Wende im Wimpfener Freibad-Prozess - Urteil fällt heute

Heilbronn/Bad Wimpfen  Der Bademeister räumt nach dem tödlichem Badeunglück seine Schuld ein. Die Staatsanwaltschaft fordert eine Bewährungsstrafe für den Badbetreiber. Am Nachmittag fällt das Urteil.

Von Helmut Buchholz

Das Mineralfreibad in Bad Wimpfen. Foto: Archiv/Seidel

Wende im Wimpfener Freibad-Prozess vor dem Heilbronner Amtsgericht: Der wegen fahrlässiger Tötung angeklagte Bademeister im Bad Wimpfener Freibad hat sein Schweigen am Montagvormittag gebrochen. Er hat über eine Erklärung seines Rechtsanwalts zugegeben, dass der tödliche Badeunfall im Juli 2015 hätte verhindert werden können, wenn er das Gefahrenpotenzial am Sprungturm erkannt hätte und der Turm gesperrt worden wäre.

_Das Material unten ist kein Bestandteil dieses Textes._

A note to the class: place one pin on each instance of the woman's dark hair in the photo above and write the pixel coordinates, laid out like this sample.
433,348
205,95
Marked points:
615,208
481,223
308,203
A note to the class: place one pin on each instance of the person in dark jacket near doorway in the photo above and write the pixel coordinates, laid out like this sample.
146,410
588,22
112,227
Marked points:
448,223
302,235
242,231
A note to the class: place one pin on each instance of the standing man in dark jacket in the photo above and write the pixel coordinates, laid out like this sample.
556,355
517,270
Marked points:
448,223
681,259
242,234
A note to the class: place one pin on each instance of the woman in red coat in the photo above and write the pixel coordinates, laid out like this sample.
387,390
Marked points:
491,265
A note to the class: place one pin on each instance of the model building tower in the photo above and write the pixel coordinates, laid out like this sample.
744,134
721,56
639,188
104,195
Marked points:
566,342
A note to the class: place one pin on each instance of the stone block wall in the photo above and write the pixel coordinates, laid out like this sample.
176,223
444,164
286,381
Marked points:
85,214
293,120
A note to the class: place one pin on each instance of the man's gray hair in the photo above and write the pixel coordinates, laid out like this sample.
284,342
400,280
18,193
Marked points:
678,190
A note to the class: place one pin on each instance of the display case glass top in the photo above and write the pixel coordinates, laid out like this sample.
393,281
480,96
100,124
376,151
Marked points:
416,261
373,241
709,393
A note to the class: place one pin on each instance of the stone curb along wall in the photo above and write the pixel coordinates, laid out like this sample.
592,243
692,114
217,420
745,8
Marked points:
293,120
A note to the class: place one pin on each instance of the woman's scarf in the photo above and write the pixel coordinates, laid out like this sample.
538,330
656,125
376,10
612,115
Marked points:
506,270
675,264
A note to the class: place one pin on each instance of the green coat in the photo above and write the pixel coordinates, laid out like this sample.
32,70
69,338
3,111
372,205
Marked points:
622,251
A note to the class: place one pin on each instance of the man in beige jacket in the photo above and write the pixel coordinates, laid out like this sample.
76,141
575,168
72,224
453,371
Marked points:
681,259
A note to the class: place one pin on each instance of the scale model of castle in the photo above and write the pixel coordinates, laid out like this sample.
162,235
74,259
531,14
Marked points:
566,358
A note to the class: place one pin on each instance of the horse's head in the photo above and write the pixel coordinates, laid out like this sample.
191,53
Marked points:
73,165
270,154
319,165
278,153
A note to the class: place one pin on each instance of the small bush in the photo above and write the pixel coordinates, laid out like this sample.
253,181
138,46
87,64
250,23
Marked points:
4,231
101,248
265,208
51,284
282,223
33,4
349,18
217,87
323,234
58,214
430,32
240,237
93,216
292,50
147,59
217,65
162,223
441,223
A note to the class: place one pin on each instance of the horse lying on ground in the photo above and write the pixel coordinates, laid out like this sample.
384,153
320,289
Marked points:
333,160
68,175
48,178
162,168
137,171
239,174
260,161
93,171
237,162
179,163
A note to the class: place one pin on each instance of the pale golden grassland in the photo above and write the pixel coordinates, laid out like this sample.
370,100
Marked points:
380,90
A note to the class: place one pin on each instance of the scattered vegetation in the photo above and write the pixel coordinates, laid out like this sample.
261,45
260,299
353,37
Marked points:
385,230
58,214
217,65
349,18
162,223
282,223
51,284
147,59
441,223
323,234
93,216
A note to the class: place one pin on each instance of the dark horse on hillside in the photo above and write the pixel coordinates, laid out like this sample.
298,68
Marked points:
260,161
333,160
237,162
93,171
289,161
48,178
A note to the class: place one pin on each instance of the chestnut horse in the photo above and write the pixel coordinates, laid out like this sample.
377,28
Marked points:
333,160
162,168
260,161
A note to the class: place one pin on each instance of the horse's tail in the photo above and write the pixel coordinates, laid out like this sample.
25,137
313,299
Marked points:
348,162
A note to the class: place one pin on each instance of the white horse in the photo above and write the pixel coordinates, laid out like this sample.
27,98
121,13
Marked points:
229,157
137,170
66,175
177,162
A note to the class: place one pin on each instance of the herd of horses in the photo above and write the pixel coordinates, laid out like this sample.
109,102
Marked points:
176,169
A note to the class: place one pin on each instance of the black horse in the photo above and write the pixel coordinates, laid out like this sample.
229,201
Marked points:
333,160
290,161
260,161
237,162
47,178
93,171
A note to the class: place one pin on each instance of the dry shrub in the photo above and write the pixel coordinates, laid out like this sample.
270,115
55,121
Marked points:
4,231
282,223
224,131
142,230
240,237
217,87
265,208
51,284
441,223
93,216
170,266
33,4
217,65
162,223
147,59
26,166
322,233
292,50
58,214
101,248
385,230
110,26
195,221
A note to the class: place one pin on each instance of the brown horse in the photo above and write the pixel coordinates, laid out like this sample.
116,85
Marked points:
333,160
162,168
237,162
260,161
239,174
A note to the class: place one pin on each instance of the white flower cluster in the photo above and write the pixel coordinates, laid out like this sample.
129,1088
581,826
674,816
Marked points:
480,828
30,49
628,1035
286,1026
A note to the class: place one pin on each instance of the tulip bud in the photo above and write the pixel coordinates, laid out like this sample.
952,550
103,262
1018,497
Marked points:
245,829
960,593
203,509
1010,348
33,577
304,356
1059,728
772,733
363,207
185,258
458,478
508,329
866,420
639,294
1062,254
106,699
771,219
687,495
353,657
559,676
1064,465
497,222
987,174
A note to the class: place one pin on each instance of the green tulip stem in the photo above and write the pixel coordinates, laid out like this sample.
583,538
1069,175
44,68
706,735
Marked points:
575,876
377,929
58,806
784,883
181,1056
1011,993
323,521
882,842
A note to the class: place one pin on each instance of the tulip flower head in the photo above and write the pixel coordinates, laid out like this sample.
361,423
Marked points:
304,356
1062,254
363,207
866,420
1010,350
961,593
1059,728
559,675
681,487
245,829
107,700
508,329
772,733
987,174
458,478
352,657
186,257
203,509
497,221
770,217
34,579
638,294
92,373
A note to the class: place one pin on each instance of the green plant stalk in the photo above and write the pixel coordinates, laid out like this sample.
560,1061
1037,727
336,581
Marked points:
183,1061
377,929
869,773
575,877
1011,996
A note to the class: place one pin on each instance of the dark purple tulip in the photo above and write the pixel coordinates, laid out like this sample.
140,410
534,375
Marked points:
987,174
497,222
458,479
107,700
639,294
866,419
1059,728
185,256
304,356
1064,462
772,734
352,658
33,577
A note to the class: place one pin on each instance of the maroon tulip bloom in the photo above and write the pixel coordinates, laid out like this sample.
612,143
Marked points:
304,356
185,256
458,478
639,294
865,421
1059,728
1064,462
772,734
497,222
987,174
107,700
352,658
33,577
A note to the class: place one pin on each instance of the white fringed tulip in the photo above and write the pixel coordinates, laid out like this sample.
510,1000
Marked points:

Der 75-Jährige bezeichnete sein Verhalten als Fehler, das er mit „Betriebsblindheit“ begründete. Jahrzehntelang hätten sich die Springer auf Zuruf verständigt. Nichts sei passiert. Im Juli war ein 30-Jähriger mit Kopfsprung vom Zehner gesprungen und mit einem 35-Jährigen im Wasserbecken kollidiert, der seinen Verletzungen erlag.

Der zweite Angeklagte, der Badbetreiber, schloss sich der Erklärung, insbesondere was die Sicherheitslage angeht, des Bademeisters an.

Gutachter: Verständigung der Springer war mangelhaft

Auch ein Gutachter hat dem Sprungbetrieb Mängel attestiert. Im Wimpfener Freibad sind die Sprungebenen übereinander und nicht wie in vielen anderen Freibädern versetzt angeordnet. Die akustische Verständigung der Springer sei mangelhaft gewesen, erklärte der Sachverständige vor Gericht. Es hätte nur eine der Sprungplattformen geöffnet sein dürfen, jeweils nur einer Person hätte erlaubt sein dürfen, zu springen.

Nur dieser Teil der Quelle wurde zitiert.